James Gough

Java Developer, Architect, Speaker and Author
JAlba 2019 Session Report - Is TDD Dead?

26 May 2019

Inspired by this podcast series the purpose of this session was to discuss experiences with TDD and testing. The format of this post is mostly notes around the conversation, apologies if I have missed anything. Happy to take a PR for any corrections/additions or contact me direct. Please feel free to add any thoughts on Twitter #jalbaTDD.

Code Coverage

Code coverage surfaced early on in the conversation and the impact it has on confidence. It was suggested that some attendees avoid code coverage metrics and assume things are alright based on the code reviews of tests. Code coverage is a useful, but also a potentially dangerous metric. Code coverage alone does not measure the quality of the test or whether that test makes any useful assertions. Several of the developers in the session had seen situations where teams had “chased” 100% coverage without practicing TDD, often introducing brittle or unnecessary tests to the system.

Styles of TDD

Another point that surfaced near the beginning of the conversation based on my recent experience is the different styles of TDD. This is referred to as the Mockist vs the Classicist approach to TDD, we also discussed how the outside in approach (or London TDD) favours mockist. In the room there was a mixture of approaches and generally a caution around tooling used for mocking.

Using Tools

Developers sometimes use tools without understanding why and follow patterns that may lead to not actually testing anything useful. The point around understanding collaborators and expected behaviours through mocks brought about a differing of opinion, though I think everyone agreed that one of the biggest benefits of TDD is the design of code.

It was noted that the use of PowerMock may highlight a code smell, and should be used with caution. That said when testing legacy code PowerMock can enable tests on what otherwise could be really tricky. Many of the developers have used mocking and PowerMock when testing legacy code.

How Many Tests are Enough?

Another topic of conversation that came up is the extremely high number of tests that some teams have ended up with. In projects where there are a high number of tests the point was raised about this raising the amount of time take for the feedback loop to complete. Are all the tests actually necessary? Do you end up having overlapping tests and is that a problem in itself? As is often the case in technology the answer was “It Depends”, but it certainly left me thinking about some of the value of our integration vs e2e tests.

Mutation Testing

Mutation testing is an interesting mechanism to test the tests to verify that the tests are indeed adding value. Some people have found value using mutation testing to validate the value of the test suite. Not to be confused with automatic property testing, which was mainly my misunderstanding!

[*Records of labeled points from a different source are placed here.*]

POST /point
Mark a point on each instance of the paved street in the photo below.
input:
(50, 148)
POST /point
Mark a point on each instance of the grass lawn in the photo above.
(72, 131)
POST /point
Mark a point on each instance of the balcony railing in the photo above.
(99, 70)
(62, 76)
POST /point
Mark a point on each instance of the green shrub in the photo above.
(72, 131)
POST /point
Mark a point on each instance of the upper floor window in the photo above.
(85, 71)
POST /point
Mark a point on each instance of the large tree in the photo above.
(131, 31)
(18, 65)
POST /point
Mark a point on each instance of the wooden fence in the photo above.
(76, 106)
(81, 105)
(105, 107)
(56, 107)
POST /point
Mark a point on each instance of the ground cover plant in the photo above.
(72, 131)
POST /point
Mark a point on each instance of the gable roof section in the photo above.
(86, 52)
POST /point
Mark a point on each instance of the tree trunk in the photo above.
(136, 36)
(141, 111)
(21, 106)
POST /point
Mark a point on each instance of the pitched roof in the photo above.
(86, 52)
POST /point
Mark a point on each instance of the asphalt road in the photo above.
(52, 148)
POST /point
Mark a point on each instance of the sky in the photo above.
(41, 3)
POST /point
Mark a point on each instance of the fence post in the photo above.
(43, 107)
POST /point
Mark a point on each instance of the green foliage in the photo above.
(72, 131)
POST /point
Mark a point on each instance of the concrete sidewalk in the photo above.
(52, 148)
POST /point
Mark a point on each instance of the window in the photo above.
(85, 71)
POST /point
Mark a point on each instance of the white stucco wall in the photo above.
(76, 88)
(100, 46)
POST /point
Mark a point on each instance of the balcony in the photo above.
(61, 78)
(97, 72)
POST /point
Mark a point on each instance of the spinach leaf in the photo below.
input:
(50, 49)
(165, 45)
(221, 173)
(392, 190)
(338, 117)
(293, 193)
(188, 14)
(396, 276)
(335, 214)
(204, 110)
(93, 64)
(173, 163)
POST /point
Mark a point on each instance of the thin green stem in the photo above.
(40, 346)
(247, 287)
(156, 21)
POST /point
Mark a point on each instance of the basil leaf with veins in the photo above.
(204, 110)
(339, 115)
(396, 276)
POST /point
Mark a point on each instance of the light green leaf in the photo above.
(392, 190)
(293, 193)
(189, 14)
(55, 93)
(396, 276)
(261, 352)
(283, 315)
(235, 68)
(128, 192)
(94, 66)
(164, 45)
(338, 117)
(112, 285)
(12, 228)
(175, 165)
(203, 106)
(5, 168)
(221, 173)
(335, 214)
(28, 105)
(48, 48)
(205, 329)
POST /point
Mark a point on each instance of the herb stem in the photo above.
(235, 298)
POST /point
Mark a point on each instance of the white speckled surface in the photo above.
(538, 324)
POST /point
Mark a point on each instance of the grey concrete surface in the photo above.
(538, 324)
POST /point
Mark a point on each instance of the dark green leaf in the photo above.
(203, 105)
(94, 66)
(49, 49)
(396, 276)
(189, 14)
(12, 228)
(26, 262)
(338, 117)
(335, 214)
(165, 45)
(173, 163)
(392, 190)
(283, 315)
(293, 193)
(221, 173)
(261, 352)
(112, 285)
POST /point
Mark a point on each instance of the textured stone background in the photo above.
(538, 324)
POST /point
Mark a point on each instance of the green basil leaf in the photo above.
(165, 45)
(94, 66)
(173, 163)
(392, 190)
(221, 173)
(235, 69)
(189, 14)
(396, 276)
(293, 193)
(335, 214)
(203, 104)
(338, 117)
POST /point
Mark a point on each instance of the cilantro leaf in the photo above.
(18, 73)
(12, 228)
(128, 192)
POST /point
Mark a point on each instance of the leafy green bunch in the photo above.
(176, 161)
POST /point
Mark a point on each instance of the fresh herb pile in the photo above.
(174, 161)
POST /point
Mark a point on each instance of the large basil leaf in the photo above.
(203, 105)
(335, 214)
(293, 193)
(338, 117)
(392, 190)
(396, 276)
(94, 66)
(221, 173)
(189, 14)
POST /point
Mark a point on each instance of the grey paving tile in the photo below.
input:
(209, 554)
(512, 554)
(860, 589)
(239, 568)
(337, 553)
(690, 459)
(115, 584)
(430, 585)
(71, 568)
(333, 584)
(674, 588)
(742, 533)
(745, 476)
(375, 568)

Mutation testing (or mutation analysis or program mutation) is used to design new software tests and evaluate the quality of existing software tests. Mutation testing involves modifying a program in small ways. Each mutated version is called a mutant and tests detect and reject mutants by causing the behavior of the original version to differ from the mutant. This is called killing the mutant. Test suites are measured by the percentage of mutants that they kill. Mutation Testing (wikipedia)

Testing for Confidence

Tests are a way of gaining confidence in the codebase and in the changes applied to the product. Often writing good tests does take more time, but it is a pay it forward model. Over time defect rates tend to be lower and it is easier to bring in new developers and allow them to be quite free with the codebase and applying changes. One point was that it would be nice to visualise the tests executed across all the different types (unit, integration, e2e) etc and see areas of code with decent combined coverage. It felt like that would take some instrumentation and metrics, but could be an interesting project.

An interesting discussion that evolved was centred around “is having some tests better than having no tests?” The conversation came full circle almost back to the discussion about code coverage. A test that is not quality can actually be quite dangerous, luring developers into a false sense of security that things are working fine because the tests pass. One such example was developers encountering situations where a function simply asserts true.

A More Extreme Approach

A more extreme form of testing is the Gitmo tool, that automatically deletes code that does not have a test. This is an interesting mechanism of policing the codebase for quality and ensuring nothing gets through without a test. Crap4j was another tool that was mentioned to figure out the quality of the codebase using the cyclic complexity metric.

Testing for Open Source projects

When it comes to running open source projects it was discussed that often PRs come through that are not tested. This brought about an interesting point about learning TDD and indeed testing. If you are new to a language, framework and even testing then you end up having a bigger number of moving parts to figure out. Spike development is a way to counter this, where you hack to find out how something works (or indeed to fix something) then throw it away. It turns out that what is probably happening is the Open Source projects are often receiving spikes rather than quality code.

Summary

  • BDD wasn’t discussed in the session, it would have been interesting to include some thoughts around this
  • The TDD session was combined with other sessions about testing, the point was made that TDD is much more about the design of code and tests are almost a side benefit.
  • It’s important if taking a mockist approach to refactor the tests and not leave any unnecessary scaffolding in place.
  • Tests help us to gain confidence, but it’s a difficult balance as to when we have too many tests.
  • Tools are awesome, but should be used with caution and understanding patterns and approaches to fakes, doubles and stubs etc is still quite relevant.